= M-SG reducing agent =

Chemical reagent prepared by absorbing alkali metal into silica gel

In M-SG an alkali metal is absorbed into silica gel at elevated temperatures. The resulting black powder material is an effective reducing agent and safe to handle as opposed to the pure metal. The material can also be used as a desiccant and as a hydrogen source.

The metal is either sodium or a sodium–potassium alloy (Na_{2}K). The molten metal is mixed with silica gel under constant agitation at room temperature. This phase 0 material must be handled in an inert atmosphere. Heating phase 0 at 150 °C takes it to phase I. When this material is exposed to dry oxygen the reducing power is not affected. At further heating to 400 °C phase II can be handled safely in an ambient environment.
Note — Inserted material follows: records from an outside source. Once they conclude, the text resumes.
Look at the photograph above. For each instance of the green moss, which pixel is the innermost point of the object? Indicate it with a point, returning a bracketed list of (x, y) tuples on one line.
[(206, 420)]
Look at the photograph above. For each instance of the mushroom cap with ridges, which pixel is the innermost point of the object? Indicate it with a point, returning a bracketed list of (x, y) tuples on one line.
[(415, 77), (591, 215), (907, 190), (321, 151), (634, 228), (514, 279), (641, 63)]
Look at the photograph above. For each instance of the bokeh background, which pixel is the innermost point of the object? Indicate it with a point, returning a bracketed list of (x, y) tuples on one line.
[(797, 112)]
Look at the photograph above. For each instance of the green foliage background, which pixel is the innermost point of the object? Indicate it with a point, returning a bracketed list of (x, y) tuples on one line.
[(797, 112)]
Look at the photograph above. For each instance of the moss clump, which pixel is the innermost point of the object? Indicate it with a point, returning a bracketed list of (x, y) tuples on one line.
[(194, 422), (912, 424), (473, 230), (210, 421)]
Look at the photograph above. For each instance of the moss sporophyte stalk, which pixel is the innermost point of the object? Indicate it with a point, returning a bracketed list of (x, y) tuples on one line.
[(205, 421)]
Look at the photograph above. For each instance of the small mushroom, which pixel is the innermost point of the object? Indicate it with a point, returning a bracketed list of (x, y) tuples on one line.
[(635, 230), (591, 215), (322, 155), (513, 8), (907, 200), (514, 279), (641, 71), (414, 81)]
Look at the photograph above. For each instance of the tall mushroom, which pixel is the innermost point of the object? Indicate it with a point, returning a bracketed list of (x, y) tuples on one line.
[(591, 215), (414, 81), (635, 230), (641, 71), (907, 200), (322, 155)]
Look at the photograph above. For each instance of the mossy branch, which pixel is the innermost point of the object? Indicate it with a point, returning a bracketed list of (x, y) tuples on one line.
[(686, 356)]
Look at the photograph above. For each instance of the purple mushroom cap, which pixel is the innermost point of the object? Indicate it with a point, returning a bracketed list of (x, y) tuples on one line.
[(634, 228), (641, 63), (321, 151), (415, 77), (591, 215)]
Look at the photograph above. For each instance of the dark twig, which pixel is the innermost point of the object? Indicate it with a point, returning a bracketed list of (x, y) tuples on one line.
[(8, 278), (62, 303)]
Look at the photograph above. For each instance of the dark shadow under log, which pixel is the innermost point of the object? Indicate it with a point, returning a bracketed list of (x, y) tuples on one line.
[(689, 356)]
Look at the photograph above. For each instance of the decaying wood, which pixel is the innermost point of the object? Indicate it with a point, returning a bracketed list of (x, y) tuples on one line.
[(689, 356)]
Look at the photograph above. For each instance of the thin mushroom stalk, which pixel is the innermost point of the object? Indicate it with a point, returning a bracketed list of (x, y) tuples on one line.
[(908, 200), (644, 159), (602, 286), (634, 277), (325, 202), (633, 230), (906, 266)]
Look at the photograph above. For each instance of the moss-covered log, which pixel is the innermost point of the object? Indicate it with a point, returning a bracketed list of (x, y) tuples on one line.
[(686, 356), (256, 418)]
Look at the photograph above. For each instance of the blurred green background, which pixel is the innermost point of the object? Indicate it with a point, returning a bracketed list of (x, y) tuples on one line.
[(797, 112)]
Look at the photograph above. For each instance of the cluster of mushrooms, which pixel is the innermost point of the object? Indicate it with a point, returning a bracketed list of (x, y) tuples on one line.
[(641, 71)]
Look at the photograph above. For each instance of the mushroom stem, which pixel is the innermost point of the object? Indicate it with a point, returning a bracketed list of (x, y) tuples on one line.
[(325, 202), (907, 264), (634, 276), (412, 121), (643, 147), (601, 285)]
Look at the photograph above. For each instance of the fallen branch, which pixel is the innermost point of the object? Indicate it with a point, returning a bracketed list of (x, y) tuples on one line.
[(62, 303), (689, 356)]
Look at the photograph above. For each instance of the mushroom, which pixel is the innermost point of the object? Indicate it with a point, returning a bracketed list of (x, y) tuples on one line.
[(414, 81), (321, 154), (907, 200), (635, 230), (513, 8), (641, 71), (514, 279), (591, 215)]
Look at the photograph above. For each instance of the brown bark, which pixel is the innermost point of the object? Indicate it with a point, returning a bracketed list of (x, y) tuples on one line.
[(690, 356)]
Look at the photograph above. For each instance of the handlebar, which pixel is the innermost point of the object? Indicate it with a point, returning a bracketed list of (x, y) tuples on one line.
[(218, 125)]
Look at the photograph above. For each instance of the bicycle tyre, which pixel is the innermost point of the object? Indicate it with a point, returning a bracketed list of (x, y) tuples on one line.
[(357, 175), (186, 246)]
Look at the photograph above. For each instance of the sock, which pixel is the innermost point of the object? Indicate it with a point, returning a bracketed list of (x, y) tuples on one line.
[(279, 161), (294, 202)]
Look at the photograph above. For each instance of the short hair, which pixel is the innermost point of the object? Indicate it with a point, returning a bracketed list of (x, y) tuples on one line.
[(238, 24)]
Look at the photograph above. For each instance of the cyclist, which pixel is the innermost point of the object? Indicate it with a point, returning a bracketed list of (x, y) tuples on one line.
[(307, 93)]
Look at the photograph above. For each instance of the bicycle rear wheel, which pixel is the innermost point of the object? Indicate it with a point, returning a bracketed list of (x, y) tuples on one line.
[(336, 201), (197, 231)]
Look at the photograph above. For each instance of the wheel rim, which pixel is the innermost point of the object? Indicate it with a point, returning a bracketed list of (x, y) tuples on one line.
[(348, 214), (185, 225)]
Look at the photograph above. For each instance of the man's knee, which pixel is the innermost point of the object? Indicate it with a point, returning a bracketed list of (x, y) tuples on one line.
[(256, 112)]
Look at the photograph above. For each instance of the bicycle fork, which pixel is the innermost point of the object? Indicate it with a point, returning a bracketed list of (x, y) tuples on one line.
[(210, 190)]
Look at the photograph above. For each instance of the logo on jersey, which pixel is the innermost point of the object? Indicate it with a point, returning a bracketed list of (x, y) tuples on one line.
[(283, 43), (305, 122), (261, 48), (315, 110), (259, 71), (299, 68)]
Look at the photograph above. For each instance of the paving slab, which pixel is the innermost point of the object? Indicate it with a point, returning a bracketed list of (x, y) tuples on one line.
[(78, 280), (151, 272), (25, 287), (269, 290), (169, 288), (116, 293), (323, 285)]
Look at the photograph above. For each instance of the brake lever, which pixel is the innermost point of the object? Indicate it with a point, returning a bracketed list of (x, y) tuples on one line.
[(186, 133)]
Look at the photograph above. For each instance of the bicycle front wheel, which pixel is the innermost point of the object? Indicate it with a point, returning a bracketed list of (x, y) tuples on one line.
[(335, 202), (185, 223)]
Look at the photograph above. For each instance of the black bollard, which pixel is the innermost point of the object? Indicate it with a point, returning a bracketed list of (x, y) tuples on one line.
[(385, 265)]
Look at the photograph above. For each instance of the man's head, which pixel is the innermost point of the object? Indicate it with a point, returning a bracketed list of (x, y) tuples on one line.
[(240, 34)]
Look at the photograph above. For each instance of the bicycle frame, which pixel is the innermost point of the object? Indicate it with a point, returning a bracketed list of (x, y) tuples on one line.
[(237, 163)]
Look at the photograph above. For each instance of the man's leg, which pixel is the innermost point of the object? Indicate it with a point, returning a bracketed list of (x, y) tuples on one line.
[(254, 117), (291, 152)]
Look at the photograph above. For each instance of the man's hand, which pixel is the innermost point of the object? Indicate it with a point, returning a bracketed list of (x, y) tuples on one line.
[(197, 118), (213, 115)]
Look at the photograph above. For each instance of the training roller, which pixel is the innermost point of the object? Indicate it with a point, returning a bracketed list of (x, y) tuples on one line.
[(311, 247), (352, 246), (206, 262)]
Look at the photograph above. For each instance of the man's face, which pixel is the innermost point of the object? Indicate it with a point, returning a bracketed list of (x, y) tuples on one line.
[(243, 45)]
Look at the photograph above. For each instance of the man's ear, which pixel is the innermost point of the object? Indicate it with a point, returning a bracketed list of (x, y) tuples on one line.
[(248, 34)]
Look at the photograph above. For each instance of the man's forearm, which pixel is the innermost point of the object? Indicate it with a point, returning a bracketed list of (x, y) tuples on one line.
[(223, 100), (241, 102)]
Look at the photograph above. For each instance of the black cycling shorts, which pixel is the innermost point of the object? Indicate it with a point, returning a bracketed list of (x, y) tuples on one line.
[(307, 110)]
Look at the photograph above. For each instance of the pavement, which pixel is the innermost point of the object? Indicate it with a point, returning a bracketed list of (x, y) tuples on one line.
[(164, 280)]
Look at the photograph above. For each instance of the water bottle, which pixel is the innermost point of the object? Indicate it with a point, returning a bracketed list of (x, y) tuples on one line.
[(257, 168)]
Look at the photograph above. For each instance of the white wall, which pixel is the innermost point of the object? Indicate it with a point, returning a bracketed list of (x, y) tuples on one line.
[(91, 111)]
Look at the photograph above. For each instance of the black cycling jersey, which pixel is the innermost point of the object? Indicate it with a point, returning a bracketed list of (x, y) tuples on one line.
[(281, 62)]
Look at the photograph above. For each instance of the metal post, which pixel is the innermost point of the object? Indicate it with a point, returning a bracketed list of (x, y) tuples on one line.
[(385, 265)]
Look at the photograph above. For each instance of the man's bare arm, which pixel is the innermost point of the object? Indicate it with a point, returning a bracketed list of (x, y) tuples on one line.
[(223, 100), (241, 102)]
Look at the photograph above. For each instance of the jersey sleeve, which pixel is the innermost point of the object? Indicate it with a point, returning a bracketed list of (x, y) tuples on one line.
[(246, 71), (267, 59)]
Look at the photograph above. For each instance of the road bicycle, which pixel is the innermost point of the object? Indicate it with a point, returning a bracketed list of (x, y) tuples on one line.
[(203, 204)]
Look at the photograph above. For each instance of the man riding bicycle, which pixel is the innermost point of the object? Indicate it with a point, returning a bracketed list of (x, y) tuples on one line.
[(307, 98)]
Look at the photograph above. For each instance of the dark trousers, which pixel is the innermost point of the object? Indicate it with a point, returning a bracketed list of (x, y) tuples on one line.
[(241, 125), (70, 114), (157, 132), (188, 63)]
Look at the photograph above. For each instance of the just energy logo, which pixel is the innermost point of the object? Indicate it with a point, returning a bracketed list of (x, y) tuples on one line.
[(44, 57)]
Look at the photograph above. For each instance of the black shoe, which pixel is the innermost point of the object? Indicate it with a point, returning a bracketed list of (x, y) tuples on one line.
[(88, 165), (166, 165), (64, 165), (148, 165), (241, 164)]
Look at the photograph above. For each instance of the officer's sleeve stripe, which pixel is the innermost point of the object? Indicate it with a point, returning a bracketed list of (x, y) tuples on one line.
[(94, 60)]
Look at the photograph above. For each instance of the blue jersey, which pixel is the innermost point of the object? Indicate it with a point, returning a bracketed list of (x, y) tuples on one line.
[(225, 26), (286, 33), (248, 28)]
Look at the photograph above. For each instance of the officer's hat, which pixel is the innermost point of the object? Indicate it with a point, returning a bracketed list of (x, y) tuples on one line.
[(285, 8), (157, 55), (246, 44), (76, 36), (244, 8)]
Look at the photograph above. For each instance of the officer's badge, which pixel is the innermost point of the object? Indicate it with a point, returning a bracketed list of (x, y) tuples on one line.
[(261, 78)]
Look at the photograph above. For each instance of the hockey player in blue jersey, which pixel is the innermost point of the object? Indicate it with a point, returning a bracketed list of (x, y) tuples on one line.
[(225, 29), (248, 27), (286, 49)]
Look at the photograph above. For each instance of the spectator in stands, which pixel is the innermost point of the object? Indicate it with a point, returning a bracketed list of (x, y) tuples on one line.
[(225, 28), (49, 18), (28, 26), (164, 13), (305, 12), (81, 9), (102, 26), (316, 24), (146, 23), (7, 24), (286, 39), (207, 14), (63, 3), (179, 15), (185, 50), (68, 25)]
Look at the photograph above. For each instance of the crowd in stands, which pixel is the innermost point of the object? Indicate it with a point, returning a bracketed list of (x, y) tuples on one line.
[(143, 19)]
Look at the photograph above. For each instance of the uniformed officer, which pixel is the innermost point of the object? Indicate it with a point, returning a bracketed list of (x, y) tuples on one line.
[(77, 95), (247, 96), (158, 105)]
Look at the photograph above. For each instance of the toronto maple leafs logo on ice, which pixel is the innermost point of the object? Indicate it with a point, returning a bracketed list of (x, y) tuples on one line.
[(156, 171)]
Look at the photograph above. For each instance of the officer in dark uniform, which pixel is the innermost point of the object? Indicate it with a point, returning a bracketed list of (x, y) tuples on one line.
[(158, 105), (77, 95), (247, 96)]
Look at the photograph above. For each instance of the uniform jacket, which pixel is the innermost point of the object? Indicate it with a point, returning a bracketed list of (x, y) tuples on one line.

M-SG reductions: benzyl chloride reduction to bibenzyl, dibenzothiophene reduction to biphenyl and naphthalene reduction to dihydronaphthalene

The metal reacts with the silica gel in an exothermic reaction in which Na_{4}Si_{4} nanoparticles are formed. The powder reacts with water to form hydrogen.

Compounds such as biphenyl and naphthalene are reduced by the powder and form highly coloured radical anions. The powder can also be introduced in a column chromatography setup and eluted with organic reactants in order to probe the reducing power. The powder is mixed with additional (wet) silica gel which provides additional hydrogen. A Birch reduction of naphthalene takes 5 minutes elution time. The column converts benzyl chloride to bibenzyl in a Wurtz coupling and in a similar fashion dibenzothiophene is reduced to biphenyl.